BooksIt will take even longer for me to read the books I brought home, written by several of the 55+ authors who presented.

Some of my reflections and new understandings likely will make their way into future essays and blog posts. But tonight, for this month’s Afterthought, I’ll share some wisdom from Krista Tippett, the closing keynote speaker.

Krista Tippett

Tippett, producer and host of public radio’s On Being, believes we’re “in the midst of a reformation of all of our institutions.” She offered “encouragements” to do the civic, human, spiritual work she believes we’re all called to in these times:

  • rediscover generous questions (the kind that invite honesty) as spiritual virtues and civic tools
  • honor the difficulty of what we face and create safe spaces for human connection
  • develop eyes to see and ears to hear the good news that doesn’t always get through the “broken radar” of the media
  • words matter—they shape how we interpret the world and how we treat others.
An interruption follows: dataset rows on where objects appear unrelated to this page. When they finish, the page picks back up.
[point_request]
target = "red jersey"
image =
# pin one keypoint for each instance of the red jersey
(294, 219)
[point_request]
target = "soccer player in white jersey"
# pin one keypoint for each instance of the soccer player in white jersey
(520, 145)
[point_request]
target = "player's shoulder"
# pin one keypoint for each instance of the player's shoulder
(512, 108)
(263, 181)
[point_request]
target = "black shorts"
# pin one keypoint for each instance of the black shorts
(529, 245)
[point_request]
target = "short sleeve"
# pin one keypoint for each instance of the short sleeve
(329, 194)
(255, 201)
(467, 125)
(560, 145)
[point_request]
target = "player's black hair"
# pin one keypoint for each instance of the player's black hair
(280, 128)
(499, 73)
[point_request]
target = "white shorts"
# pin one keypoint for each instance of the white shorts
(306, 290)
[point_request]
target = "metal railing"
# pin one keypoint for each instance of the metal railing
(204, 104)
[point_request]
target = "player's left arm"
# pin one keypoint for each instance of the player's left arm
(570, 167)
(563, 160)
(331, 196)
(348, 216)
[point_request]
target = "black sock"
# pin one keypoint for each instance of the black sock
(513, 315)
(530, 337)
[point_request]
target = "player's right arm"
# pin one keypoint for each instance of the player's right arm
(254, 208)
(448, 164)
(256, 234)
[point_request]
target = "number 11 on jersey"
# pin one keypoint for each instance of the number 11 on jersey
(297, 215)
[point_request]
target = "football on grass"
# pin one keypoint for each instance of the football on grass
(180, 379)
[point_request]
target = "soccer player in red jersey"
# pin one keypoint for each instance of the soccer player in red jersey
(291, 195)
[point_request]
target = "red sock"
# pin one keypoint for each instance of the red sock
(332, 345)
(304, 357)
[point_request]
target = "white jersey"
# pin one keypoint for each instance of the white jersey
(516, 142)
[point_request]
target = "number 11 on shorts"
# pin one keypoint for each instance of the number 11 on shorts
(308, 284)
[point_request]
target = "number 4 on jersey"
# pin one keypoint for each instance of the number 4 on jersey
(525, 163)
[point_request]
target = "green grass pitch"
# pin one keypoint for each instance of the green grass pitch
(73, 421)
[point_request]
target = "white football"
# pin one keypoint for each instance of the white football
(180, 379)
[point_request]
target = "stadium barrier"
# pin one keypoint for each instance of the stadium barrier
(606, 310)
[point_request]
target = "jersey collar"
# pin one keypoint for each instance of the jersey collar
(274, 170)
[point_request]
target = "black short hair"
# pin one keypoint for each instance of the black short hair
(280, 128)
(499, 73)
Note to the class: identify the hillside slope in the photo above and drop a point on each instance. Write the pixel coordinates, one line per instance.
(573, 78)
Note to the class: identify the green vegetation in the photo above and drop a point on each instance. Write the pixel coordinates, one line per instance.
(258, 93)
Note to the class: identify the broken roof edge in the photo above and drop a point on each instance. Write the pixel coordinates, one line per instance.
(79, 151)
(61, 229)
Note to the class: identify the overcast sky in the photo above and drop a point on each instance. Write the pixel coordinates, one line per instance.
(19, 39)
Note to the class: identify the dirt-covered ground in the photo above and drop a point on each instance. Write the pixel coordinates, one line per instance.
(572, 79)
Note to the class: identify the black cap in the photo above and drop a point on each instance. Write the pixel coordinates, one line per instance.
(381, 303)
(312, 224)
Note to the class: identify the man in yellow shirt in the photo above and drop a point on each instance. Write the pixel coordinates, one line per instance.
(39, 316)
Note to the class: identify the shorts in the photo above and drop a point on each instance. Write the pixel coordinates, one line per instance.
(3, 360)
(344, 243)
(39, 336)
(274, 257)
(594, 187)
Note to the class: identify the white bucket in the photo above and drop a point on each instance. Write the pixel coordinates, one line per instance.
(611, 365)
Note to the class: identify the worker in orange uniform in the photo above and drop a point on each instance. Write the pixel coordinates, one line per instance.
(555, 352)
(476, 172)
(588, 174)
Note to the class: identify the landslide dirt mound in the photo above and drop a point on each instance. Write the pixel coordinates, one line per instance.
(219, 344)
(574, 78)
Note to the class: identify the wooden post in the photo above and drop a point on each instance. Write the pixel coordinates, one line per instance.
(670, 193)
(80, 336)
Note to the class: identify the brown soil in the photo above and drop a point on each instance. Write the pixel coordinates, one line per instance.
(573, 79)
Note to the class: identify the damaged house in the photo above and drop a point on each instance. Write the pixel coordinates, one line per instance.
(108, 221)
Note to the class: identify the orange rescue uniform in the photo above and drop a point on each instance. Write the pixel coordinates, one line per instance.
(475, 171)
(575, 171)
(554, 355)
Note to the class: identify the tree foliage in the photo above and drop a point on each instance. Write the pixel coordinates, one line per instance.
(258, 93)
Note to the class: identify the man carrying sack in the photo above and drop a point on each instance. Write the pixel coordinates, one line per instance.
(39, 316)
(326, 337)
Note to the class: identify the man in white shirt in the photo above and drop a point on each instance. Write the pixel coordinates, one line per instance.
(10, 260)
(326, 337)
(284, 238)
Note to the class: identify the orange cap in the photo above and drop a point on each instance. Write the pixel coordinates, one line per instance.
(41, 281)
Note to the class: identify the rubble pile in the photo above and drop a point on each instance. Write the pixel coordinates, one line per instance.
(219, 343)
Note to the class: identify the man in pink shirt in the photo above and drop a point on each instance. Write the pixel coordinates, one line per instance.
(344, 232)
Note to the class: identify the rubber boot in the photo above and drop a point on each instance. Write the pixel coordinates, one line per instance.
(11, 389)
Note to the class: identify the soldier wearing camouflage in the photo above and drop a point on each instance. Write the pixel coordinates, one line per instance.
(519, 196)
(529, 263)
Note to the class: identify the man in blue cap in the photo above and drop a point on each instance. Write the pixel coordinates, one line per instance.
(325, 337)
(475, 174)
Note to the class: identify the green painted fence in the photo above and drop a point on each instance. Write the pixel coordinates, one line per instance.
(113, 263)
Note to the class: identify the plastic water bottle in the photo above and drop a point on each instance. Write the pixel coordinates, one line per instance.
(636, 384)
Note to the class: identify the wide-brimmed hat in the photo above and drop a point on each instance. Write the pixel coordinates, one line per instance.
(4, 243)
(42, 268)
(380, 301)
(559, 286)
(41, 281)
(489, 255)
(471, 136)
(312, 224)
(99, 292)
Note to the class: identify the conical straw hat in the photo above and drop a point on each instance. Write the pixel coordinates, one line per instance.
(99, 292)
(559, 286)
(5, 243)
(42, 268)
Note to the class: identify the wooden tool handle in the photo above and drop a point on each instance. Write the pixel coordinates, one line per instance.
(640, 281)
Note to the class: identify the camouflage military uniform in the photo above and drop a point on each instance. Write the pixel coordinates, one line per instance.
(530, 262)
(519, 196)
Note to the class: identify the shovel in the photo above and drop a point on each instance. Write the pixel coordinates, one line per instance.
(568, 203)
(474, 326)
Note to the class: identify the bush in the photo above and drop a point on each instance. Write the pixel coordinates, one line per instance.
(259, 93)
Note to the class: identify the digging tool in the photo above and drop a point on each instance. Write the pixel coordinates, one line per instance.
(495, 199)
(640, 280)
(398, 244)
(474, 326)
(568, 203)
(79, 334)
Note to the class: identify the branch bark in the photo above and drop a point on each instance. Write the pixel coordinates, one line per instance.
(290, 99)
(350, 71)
Throughout the day I noted some of the words I heard repeatedly as writers talked about their work: rootedness, witness, prayer, faith, divinity, awe, discernment, transformation, mystery.

These words matter.

“Afterthoughts” are my blog version of a practice followed in some Quaker meetings. After meeting for worship ends, people continue in silence for a few more minutes during which they’re invited to share thoughts or reflect on the morning’s worship. I’ve adopted the form here for last-day-of-the-month brief reflections on headlines, quotes, comments overheard, maybe even bumper stickers.


  1. As always, thanks for this. I try not to be envious, as a spiritual discipline, so instead, I’ll just be happy for you to get to be in the same space with Krista Tippett. She is so lovely, I got to see her here in Phila. Many years ago when she was here to tape an episode of “On Being” with a Quaker astro-physicist named Ellis from (I think) South Africa. Be well, dear friend.

  2. Krista’s words resonate with me this morning, as I’ve been grappling with the question of what it means to write a popular book. I’ve decided I want to write what I want to write, which feels more real and more honest, but I know will also probably destine my books to non-fame. It’s affirming to think of what I do as doing good work rather than banging my head against a wall. 🙂

  3. Ah, Gretchen, you definitely are doing good work. Your writing (and especially your books) creates those safe spaces for human connection that Krista Tippett spoke about. And your words matter – Jocelyn’s story (in the Flying Burgowski trilogy) conveys the difficulty many people face and offers powerful ideas about how to interpret the world and how to treat others, all through good storytelling. Grapple away, and keep writing!